An interview with a neighbor: Susan Bridges

Susan Bridges arrived in Inman Park long before the neighborhood was considered glamorous

Susan Bridges owns and operates contemporary art space Whitespace Gallery out of the 1893 carriage house located on her property. Over four decades, she’s watched the neighborhood transform from a desolate community to one of Atlanta’s most sought-after residential areas.

I moved here in 1971. It was pretty grim. Absentee landlords, slumlords, that sort of thing. This house had been cut up into six apartments and there were 35 people living here. There were nine apartments in the house next door. It was a total flophouse. The landlord collected weekly rent in cash and if the tenant couldn’t pay — I actually saw this — he would drag them outside and mace them. That had been going on for years.
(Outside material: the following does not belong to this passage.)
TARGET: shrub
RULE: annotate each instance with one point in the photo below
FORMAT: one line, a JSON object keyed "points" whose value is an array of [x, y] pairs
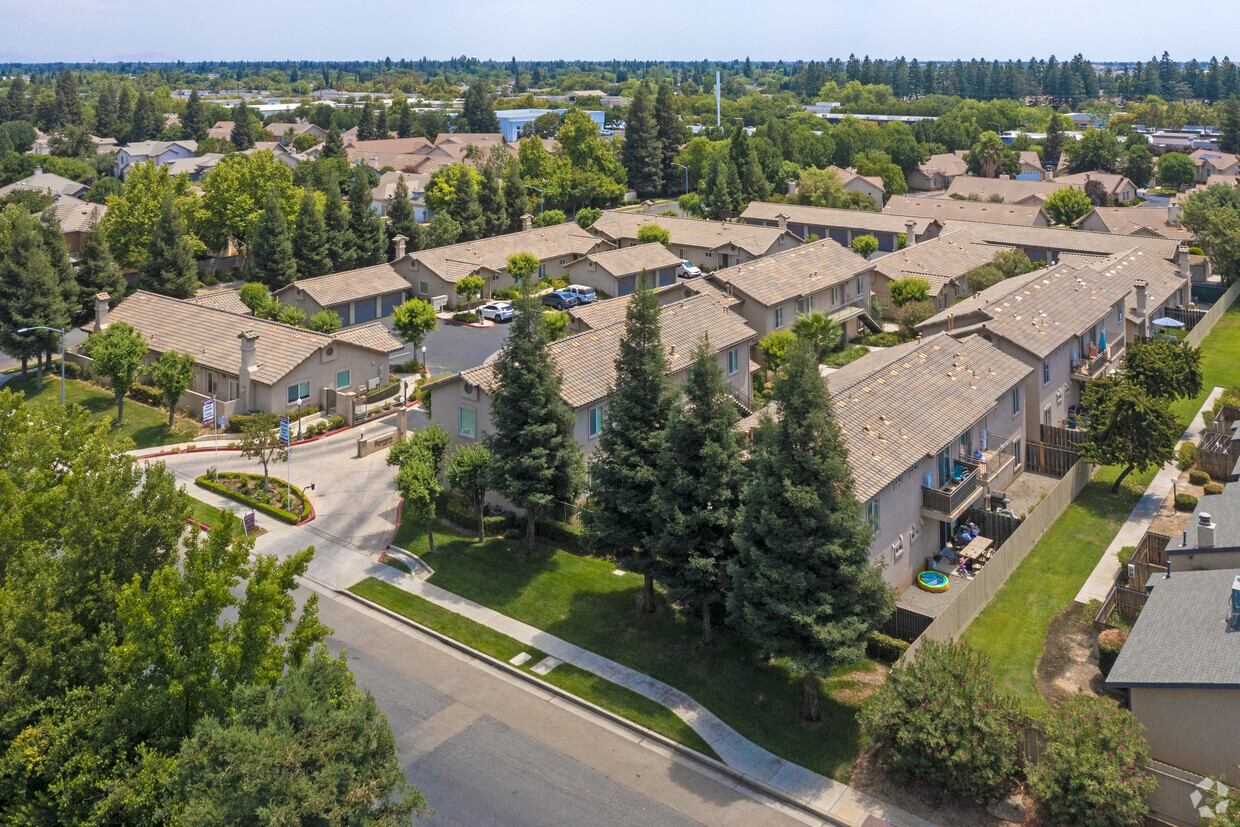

I grew up in Druid Hills, but there was this renaissance, this era of urban pioneers. My husband and I, we had read about this interior designer who had bought a house down the street for $10,000. That was a big attraction: low price, big house.
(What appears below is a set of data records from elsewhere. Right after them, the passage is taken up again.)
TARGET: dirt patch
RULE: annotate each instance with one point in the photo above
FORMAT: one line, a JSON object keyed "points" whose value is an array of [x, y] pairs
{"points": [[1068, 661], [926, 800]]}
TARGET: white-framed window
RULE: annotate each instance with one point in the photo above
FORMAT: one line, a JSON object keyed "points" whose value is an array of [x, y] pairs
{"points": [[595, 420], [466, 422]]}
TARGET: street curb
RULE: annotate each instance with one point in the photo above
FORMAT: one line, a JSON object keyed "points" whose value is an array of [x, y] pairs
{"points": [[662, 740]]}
Your friends who want to dream with you and talk about how great it’s going to be to renovate a big old house, well, they’ll dream with you until you ask them to haul a bathtub down the back steps. Then you’re left on your own to dream.

We were very idealistic. We always thought that the neighborhood would come together. It finally did, maybe three years ago.

After all these years, though, the greatest thing that’s happened to Atlanta and Inman Park is the Beltline. The idea that I could step out of my house and walk to Piedmont Park, that’s bigger than any of us.